Is there a demand for a ‘shop and drop’ delivery service?

Meet Dropit- a new retail delivery service that aims to enable a hands-free shopping experience. Available via an app the concept is fairly simple, it delivers the items that shoppers buy in-store straight to their homes or hotels after purchase. But is there a need for a service like this? Yes, shopping without carrying around bags and dealing with the strain of extra weight sounds good, but will people pay extra to have their shopping delivered to their homes?


How does Dropit work?


In a nutshell, it is your standard downloadable app linked to a POS device in participating stores. Buying a day pass for £10 allows you to drop off shopping bags that will be delivered in one go from participating stores.  There are over 30 stores in London’s main shopping area that offer the service. When you use the service in any given store, you tell the person behind the counter that you want to use Dropit, prompting them to enter your details in the POS device in their store, book in a delivery time and finally scan a QR code and receipt. The items are then delivered in an aesthetically pleasing Dropit package along with receipts and day passes.  You can track your items’ progress so you don’t miss being home to receive them. Dropit is not a company like UBER that employs people to deliver items, it partners with a separate courier company.


Who is it for?


Paying £10 on top of your regular items to have them delivered may seem excessive to some consumers. It is safe to say that this new app is largely aimed at luxury shoppers with cash to splash. It will be interesting to see if it is marketed in such a sense. On the other hand, it could be just as easily marketed as an  ‘in case of emergency’ service.
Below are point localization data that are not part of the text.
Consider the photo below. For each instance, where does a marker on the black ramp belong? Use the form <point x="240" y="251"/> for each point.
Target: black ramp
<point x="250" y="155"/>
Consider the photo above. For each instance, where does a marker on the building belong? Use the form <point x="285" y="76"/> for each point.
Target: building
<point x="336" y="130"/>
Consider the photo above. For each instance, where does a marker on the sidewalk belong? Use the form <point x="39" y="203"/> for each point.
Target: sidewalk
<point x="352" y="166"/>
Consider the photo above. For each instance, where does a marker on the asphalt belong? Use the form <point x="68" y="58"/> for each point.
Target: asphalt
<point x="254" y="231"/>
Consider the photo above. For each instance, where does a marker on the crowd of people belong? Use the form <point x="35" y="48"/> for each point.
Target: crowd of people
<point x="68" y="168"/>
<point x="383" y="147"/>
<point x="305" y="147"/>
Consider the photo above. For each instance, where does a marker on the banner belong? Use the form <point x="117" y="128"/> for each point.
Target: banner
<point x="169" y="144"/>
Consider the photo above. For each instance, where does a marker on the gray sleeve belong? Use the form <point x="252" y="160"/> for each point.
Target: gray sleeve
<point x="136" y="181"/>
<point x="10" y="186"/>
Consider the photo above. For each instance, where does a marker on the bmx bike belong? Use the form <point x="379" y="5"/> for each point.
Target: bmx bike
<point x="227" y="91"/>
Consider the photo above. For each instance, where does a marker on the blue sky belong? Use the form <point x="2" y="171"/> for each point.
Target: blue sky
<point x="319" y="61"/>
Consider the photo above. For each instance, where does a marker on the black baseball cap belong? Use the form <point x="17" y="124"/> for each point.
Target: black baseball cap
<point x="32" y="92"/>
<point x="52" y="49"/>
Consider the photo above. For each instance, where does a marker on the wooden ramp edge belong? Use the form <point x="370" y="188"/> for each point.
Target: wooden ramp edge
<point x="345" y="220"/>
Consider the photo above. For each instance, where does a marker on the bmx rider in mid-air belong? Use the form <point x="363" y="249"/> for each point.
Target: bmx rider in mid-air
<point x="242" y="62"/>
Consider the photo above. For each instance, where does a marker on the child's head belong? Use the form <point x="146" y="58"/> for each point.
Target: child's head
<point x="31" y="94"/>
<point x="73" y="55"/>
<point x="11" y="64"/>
Say consumers had to drop everything and go straight from the shops to the hospital or a gig etc, a service like Dropit could be a useful tool indeed.


Dropit often cites hotels as places they can deliver items to. Perhaps this is a deliberate ploy to appeal to tourists, looking to dump their bags and get on with some sightseeing.


What’s the benefit of participating stores?


There could be a real benefit for participating stores, given that this is a huge opportunity for data capture. Here we have a situation where shoppers are handing over their details in-store instead of online. Stores can use this data to understand their customer’s buying habits and target and retarget buyers.  Also, shoppers will spend more time in-store surely, if they can drop off their items at the counter and browse freely without having to carry heavy loads.


Will it take off?


It is an interesting well thought out a business model. However, where the demand is going to come from is anybody’s guess. Buying in bulk tends to be done online. It is rare that a person will wander around town with multiple shopping bags that are restricting them significantly. Even if we go back to pre-click and collect and pre-online shopping days, it was still rare that individuals saw being weighed down by heavy bags as a particular need that should be addressed. The app is not without merit though, it is slick and smooth in terms of packaging and delivery.


For those better off, the app could hold appeal. For tourists with limited time in their schedules for zipping around London, it could prove ideal. However, the app, in essence, offers a solution to a need not many of us consider pressing or significant.